Industrial policy has gained prominence in policy discussions across OECD countries. Recent policy announcements point to a rapid rise in the use of industrial policy instruments worldwide, with the number of newly announced measures increasing significantly over the past decade. While governments have always supported businesses in various ways, industrial policies were often viewed with caution. Poorly designed measures may encourage rent-seeking, protect incumbents or ailing firms, hinder innovation, and distort competition or trade.
Today, the context is changing. Many governments face a set of complex and interlinked challenges that traditional horizontal policies alone cannot fully address. The development and deployment of emerging digital and clean technologies require major investments and greater coordination to accelerate energy security and the uptake of new technologies. The COVID19 pandemic and geopolitical tensions have highlighted vulnerabilities in global supply chains and increased attention to resilience. Economic security has risen on the policy agenda, particularly for critical technologies and sectors such as semiconductors, and critical raw materials. This new wave of industrial policy encompasses a broad set of instruments and tools, from innovation support and regulatory frameworks to investment in skills, infrastructure and technology diffusion.

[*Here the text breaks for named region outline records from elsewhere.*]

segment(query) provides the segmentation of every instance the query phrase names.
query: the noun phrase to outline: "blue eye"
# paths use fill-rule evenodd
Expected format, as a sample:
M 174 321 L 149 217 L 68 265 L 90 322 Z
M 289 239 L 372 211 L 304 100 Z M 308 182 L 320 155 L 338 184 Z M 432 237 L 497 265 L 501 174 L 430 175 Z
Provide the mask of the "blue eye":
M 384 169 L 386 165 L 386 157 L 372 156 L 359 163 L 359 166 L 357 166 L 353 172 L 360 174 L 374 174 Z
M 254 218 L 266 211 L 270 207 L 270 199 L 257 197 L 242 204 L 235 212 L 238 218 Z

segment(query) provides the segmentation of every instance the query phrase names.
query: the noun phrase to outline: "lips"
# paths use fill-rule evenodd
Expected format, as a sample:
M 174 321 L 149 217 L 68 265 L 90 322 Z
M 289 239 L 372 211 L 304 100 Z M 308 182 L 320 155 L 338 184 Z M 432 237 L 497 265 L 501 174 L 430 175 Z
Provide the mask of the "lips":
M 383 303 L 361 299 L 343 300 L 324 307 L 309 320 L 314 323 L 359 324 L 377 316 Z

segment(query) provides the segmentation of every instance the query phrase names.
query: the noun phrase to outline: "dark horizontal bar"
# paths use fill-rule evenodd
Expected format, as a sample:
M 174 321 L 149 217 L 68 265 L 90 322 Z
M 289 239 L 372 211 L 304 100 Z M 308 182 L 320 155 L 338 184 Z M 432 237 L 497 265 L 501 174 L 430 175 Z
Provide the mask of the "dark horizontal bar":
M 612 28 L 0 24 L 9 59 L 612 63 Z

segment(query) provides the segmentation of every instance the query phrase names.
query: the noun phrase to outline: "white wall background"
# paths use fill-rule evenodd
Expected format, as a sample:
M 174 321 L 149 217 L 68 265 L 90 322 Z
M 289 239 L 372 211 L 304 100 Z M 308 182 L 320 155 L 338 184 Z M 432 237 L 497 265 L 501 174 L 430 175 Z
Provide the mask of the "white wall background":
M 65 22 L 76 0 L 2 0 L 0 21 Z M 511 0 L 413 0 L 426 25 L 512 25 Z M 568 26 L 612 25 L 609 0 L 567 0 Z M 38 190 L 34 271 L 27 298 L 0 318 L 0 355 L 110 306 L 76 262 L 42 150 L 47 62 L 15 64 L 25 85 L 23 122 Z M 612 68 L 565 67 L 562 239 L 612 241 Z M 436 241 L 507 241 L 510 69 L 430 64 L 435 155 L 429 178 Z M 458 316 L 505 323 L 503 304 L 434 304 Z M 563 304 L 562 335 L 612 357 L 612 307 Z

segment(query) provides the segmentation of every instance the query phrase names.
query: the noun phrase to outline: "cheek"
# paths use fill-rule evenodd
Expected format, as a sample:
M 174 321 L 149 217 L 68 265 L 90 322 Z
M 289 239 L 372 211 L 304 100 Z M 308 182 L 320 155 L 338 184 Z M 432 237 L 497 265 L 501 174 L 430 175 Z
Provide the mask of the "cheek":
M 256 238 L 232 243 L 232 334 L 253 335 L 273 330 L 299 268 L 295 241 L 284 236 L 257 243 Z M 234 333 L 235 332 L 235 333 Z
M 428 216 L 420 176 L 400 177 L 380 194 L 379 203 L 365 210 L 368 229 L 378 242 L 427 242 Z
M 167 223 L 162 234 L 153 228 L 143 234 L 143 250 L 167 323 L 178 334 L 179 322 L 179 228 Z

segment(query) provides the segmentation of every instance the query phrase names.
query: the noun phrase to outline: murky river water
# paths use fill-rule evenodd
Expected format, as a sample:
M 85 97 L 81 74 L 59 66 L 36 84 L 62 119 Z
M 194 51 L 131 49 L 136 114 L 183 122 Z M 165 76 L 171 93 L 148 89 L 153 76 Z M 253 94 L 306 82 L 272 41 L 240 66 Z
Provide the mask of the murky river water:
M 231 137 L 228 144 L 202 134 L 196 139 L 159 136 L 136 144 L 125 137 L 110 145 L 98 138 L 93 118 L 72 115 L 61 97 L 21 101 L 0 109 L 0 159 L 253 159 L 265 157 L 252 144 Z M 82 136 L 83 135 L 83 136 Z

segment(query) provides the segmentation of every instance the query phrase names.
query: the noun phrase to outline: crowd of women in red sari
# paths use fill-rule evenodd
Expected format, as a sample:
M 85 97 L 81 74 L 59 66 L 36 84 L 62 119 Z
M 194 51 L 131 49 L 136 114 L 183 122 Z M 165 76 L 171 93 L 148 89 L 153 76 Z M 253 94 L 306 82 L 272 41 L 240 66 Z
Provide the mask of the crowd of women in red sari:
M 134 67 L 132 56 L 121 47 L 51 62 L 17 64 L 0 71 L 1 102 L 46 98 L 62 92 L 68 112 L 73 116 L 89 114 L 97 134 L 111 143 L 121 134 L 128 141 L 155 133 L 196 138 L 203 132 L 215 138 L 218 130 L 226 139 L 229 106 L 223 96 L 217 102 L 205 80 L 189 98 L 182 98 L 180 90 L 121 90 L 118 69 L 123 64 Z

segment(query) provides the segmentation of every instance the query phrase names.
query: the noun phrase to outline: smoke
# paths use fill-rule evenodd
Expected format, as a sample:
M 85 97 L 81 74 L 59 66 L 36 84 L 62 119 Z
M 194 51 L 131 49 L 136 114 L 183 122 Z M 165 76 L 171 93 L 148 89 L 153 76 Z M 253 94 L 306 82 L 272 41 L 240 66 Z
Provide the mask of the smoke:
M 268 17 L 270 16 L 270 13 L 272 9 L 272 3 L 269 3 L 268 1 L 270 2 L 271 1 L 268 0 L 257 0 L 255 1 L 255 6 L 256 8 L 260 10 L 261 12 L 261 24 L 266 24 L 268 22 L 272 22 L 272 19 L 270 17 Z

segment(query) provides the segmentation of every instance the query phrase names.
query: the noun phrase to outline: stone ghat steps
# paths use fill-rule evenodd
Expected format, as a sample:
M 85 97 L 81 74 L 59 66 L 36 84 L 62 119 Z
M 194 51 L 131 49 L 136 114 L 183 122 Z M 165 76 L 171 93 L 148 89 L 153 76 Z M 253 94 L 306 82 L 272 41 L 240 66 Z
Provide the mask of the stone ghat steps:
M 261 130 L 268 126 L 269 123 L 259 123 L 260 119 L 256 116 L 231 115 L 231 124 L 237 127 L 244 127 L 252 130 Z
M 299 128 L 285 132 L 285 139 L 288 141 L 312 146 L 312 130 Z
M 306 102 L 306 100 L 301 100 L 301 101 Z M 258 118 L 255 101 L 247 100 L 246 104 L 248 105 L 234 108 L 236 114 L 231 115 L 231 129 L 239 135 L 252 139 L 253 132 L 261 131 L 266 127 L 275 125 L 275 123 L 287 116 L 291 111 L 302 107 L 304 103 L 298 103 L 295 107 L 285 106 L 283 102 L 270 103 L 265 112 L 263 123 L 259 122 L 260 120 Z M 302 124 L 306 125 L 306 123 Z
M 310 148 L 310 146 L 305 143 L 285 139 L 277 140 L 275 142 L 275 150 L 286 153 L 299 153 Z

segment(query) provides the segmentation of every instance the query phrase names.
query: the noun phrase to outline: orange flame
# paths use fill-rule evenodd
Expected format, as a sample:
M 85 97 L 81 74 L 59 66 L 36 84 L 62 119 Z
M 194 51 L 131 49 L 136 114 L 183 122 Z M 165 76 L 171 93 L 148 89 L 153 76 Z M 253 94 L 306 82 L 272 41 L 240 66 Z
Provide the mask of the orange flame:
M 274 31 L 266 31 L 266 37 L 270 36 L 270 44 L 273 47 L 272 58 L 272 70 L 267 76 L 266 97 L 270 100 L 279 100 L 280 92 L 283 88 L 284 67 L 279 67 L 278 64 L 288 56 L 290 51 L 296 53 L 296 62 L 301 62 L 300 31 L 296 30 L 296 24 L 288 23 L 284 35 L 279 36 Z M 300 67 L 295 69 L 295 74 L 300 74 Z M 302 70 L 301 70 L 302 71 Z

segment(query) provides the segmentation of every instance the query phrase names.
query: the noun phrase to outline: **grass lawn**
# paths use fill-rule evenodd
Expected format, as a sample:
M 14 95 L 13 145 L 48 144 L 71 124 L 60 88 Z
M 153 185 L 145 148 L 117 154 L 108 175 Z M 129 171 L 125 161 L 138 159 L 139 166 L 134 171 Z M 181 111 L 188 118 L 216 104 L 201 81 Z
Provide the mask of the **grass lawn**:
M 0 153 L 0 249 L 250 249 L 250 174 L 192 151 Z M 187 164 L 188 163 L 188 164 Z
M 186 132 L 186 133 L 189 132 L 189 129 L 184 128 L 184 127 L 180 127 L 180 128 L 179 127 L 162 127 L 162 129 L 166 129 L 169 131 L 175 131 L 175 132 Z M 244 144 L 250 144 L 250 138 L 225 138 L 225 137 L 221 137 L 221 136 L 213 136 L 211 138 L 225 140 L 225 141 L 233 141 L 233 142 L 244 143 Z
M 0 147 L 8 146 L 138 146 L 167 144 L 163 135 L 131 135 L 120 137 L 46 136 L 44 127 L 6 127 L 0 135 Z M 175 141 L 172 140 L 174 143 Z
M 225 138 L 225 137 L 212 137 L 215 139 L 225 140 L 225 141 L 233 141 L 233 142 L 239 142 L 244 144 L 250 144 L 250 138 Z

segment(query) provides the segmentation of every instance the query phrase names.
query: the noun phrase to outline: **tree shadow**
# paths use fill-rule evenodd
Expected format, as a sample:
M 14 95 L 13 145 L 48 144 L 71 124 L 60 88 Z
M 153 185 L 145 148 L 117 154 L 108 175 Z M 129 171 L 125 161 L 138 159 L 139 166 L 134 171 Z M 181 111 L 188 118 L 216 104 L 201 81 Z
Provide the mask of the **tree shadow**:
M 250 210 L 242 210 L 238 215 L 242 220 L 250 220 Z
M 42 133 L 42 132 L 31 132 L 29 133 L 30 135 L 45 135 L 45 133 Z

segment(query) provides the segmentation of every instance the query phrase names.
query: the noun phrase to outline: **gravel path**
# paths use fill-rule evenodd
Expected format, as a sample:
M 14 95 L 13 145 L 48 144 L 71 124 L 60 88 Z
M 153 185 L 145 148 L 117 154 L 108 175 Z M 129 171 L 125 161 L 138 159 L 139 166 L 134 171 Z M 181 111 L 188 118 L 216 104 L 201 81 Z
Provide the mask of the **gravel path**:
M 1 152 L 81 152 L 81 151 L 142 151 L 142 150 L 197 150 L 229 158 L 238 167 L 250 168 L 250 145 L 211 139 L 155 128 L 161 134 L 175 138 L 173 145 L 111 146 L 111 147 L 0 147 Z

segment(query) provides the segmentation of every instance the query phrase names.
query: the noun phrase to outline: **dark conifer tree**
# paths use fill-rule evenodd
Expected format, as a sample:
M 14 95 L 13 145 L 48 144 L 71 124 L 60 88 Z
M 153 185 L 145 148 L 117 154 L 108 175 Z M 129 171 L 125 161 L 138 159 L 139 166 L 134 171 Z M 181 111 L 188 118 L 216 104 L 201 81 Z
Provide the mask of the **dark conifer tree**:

Concerns about the risks of industrial policy have not disappeared, but the perceived costs of inaction have increased. Productivity growth has slowed in many economies, and the gap between frontier firms and lagging firms has widened. In many countries and industries, competition has weakened over the past two decades, with market power increasingly concentrated among a small number of countries and firms. Business dynamism, often measured through new firm entry and job reallocation, has also declined. In this environment, well-designed industrial policies are increasingly seen as potential tools to encourage market entry of new firms, promote competition and innovation, reduce the risk of economic coercion, and support the creation of new markets.
Industrial policy includes a diverse set of instruments that work through different transmission channels, as reflected in the OECD’s taxonomy (Figure 1). Importantly, these instruments are not only vertical sectoral interventions but also horizontal, framework conditions (such as well-functioning capital markets, labour mobility, trade policy).
Some of the tools available to policymakers operate on the supply-side of the economy. These instruments aim to strengthen firms’ capacity to invest and include familiar measures such as grants, tax expenditures and financial instruments. In addition to these are a broader set of instruments to improve access to inputs, including skills and training programmes, public research and development, in addition to investments in enabling infrastructure. In parallel, governments can influence supply-side conditions (horizontal instruments) through competition policy, tax rules, intellectual property regimes, and measures that enhance the overall business environment.
Other instruments act on the demand side, shaping market conditions and encouraging the uptake of new technologies or higher standards. These include tools such as public procurement, which can create lead markets for innovative products, and product regulations or standards that guide consumers and firms toward new and innovative solutions.